The Boer crouch-runs down the wall and stops next to us. ‘Flammables,’ he says, as he pumps another magazine into his gun. ‘If those
fokken
birdies attack, we need something to
braai
them with.’
As if on cue, the Crows start spiralling down and dive-bombing the walls. Nom and I scramble down into the courtyard.
‘Emergency generators,’ I say. ‘They must have fuel.’
We’re running across the courtyard when there’s another explosion. I get hit in the back by a piece of masonry and stumble to my knees. I kneel there on the cobblestones trying to assess how badly injured I am.
I don’t have much time to think. The explosion has opened up a hole in the wall and Kholomodumo come snarling through it, their snouts to the ground and their red eyes rolling about in their heads. One of them catches my scent and heads for me like a heat-seeking missile. I scrabble for the rifle on the strap around my neck but I fumble it. The creature’s maw is inches from my face when something slams into it and sprays me with its blood. Gigli gives me a big grin and then spins around and finishes it off. I’ve never been so happy to see that demented smile in my life.
The hole in the wall is crawling with enemies. Goblins stream through, and I brace the rifle against my shoulder, point it in their general direction and squeeze the trigger. The gun bucks against my shoulder and one of the goblins drops. Another returns fire, and I scramble backwards desperately behind the gallows. Wood splinters fly past my face as gunfire rips into it.
I glance across to the generators. I’m not fast enough to make it to them without getting shot. Gigli looks at me and then jerks his head for me to climb on to his back. I swing my leg over his body. It’s like riding a really bad-tempered, foul-smelling Luck Dragon, but I’ll take it.

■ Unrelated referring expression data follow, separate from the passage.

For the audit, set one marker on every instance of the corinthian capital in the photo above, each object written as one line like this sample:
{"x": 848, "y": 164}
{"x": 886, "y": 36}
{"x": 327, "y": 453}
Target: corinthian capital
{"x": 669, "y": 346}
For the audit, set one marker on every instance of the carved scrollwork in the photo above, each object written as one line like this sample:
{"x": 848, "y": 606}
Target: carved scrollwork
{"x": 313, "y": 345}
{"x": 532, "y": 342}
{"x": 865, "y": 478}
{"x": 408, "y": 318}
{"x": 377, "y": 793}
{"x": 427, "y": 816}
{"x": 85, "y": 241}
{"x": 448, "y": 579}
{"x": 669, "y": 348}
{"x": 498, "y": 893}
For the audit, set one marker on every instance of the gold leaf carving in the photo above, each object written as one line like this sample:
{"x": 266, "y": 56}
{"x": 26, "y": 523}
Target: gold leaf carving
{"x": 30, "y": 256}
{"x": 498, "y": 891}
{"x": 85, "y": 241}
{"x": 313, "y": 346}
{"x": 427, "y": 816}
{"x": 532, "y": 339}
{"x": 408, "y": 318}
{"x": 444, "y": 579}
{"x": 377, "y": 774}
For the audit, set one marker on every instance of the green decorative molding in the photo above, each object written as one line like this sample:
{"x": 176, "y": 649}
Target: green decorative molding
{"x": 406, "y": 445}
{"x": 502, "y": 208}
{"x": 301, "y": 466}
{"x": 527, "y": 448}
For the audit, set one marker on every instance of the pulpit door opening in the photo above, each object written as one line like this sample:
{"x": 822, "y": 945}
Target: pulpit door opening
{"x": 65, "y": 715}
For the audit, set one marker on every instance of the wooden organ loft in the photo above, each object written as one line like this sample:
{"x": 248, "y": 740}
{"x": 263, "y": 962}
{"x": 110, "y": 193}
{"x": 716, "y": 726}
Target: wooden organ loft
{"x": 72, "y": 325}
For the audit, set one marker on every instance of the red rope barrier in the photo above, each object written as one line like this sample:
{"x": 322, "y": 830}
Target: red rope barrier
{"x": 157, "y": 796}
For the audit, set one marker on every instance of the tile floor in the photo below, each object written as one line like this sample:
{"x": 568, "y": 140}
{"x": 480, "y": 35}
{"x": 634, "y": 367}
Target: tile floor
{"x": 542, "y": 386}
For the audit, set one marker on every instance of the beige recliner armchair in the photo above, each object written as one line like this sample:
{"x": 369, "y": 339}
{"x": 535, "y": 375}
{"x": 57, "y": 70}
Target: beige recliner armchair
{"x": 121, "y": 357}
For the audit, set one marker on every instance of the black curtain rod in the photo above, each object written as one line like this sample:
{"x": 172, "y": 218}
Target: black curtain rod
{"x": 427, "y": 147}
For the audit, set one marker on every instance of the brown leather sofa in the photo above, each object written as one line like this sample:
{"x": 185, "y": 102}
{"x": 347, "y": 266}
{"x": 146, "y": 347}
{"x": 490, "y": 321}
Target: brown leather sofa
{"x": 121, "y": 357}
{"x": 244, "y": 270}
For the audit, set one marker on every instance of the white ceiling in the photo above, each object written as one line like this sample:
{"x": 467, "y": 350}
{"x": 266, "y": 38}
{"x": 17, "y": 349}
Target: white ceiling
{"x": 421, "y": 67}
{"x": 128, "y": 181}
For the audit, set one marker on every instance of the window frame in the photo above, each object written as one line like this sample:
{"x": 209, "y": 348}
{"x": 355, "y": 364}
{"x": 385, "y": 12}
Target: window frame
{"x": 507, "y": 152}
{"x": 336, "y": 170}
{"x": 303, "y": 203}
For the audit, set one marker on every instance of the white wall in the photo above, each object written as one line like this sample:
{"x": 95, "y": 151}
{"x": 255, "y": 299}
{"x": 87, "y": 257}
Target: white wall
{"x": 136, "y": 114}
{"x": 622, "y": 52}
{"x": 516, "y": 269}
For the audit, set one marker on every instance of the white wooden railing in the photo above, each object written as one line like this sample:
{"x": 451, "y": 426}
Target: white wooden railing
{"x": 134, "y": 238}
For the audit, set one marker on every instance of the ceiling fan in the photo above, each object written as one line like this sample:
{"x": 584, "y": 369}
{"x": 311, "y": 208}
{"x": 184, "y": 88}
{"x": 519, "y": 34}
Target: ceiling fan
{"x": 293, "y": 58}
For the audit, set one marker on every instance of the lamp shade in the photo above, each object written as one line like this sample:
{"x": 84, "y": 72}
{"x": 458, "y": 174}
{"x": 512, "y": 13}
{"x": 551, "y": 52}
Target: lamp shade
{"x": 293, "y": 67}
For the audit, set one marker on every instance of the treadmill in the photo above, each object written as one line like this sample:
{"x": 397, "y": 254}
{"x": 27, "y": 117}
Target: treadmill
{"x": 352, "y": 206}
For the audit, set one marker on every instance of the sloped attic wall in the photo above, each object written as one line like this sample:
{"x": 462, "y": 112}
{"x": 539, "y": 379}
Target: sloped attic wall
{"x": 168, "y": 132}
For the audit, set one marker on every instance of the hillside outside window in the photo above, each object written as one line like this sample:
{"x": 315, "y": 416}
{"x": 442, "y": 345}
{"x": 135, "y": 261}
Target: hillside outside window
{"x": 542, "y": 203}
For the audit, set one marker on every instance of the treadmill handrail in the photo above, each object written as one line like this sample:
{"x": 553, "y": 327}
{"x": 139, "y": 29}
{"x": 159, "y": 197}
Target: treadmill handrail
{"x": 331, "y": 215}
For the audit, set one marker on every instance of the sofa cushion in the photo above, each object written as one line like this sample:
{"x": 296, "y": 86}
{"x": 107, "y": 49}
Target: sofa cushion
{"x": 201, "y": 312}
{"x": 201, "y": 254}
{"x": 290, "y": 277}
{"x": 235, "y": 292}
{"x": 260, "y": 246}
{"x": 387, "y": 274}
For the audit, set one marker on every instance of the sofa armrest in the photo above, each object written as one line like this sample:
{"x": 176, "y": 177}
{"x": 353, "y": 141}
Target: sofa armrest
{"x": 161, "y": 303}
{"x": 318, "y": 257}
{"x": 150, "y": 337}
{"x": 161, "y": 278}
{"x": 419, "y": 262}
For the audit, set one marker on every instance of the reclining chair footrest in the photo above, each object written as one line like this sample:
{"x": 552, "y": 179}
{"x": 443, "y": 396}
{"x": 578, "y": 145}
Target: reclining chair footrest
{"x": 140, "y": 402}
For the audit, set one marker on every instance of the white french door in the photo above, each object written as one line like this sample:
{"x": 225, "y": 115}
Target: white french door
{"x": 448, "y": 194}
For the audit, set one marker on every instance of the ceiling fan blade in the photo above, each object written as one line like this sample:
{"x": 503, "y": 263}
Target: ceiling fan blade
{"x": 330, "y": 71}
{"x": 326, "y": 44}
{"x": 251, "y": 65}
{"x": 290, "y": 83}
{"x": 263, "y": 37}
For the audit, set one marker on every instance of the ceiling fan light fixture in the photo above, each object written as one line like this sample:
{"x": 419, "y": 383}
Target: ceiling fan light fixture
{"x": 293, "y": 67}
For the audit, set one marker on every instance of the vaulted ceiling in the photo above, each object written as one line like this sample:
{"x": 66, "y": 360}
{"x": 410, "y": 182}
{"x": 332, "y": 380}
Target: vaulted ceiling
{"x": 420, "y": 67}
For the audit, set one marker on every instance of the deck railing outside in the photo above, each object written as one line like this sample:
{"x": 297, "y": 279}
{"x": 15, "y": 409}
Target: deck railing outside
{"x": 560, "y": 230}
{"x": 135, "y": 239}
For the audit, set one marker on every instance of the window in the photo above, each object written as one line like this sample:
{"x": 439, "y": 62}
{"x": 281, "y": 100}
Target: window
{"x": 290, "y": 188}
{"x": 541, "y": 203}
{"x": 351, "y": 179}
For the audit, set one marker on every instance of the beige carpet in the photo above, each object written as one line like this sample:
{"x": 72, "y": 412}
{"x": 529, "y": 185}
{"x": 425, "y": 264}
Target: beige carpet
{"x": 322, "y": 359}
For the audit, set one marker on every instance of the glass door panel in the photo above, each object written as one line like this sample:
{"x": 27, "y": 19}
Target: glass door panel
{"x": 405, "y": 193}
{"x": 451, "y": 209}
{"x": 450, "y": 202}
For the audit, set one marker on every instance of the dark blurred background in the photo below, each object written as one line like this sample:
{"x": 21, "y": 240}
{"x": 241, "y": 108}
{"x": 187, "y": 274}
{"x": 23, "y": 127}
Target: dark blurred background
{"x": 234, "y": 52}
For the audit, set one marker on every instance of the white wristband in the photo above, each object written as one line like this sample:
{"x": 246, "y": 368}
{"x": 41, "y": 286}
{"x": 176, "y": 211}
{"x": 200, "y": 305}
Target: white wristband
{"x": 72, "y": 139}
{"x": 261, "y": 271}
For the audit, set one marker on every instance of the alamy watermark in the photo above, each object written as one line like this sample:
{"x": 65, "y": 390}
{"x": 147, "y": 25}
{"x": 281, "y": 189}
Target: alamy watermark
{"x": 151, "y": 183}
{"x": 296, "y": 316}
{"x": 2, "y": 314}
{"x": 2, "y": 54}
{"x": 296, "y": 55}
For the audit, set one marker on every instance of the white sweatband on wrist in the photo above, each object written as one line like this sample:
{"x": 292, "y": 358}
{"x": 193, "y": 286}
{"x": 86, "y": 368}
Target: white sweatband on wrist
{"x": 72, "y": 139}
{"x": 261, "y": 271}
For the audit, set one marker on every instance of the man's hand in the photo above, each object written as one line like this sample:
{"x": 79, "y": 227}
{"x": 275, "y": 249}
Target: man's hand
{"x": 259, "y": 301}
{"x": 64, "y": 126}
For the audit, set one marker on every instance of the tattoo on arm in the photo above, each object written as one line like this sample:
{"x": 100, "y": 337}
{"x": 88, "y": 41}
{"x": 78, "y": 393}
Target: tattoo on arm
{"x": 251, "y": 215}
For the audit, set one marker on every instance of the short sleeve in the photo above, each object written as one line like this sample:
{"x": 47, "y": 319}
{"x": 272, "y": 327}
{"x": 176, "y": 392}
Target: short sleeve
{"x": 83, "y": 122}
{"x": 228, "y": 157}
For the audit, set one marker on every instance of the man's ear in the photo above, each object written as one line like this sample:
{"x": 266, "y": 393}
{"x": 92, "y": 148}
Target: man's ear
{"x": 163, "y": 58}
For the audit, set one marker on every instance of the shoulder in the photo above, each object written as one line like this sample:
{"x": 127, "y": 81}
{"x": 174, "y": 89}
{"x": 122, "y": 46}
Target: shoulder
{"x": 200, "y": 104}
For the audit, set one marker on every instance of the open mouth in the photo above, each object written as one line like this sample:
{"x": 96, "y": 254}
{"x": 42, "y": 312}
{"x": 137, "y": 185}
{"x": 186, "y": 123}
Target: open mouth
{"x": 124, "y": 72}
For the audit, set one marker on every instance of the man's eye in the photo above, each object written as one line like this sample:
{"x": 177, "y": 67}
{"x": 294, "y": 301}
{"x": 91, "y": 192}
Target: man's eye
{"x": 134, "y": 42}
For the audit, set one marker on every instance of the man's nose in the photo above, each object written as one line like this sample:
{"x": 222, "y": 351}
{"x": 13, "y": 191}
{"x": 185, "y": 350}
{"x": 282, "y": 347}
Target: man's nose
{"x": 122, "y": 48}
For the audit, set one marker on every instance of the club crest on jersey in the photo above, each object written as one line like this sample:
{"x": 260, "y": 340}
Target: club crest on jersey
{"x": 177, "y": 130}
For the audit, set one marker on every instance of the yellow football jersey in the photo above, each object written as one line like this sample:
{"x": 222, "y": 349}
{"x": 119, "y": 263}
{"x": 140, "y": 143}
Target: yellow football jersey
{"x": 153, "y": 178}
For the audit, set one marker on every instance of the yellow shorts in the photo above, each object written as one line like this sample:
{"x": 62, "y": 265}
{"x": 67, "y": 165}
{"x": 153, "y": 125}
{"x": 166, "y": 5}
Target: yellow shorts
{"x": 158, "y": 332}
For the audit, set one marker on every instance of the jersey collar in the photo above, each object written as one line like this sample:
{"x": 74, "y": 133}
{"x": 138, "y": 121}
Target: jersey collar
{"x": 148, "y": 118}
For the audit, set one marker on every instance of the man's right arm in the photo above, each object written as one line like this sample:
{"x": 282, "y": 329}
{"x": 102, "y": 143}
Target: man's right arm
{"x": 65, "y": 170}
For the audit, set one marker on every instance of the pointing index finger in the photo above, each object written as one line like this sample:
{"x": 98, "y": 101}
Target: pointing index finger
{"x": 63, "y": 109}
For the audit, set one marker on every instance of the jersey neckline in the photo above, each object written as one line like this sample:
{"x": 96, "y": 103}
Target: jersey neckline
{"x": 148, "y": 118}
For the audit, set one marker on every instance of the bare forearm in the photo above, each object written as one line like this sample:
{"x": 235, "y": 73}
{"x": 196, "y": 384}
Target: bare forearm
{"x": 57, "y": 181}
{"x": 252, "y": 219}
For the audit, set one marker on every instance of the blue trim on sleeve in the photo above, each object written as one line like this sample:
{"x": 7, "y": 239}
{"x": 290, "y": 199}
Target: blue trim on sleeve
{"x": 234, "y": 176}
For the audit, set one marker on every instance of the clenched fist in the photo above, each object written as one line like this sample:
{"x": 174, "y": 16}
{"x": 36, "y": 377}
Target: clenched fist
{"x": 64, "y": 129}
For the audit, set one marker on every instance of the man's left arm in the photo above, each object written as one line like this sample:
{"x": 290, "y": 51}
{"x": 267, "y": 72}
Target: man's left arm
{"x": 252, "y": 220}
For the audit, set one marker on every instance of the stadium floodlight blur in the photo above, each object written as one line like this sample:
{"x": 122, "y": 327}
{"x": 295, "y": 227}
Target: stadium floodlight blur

With a snort, he pushes off and hurtles across the courtyard. Bullets zing around us, but we make it to the generators without being aerated. Two goblin commandos run towards us but are engaged by King, and I don’t mean in a critical discourse about the Hidden. His chubby tabby body reveals a foundation of corded muscles that ripple beneath his fur as he attacks them. A claw rips through a goblin face. The other one throws a vicious punch; King catches it in his teeth and with a shake of his head rips the hand right off. Nunda are warriors, I no longer doubt that.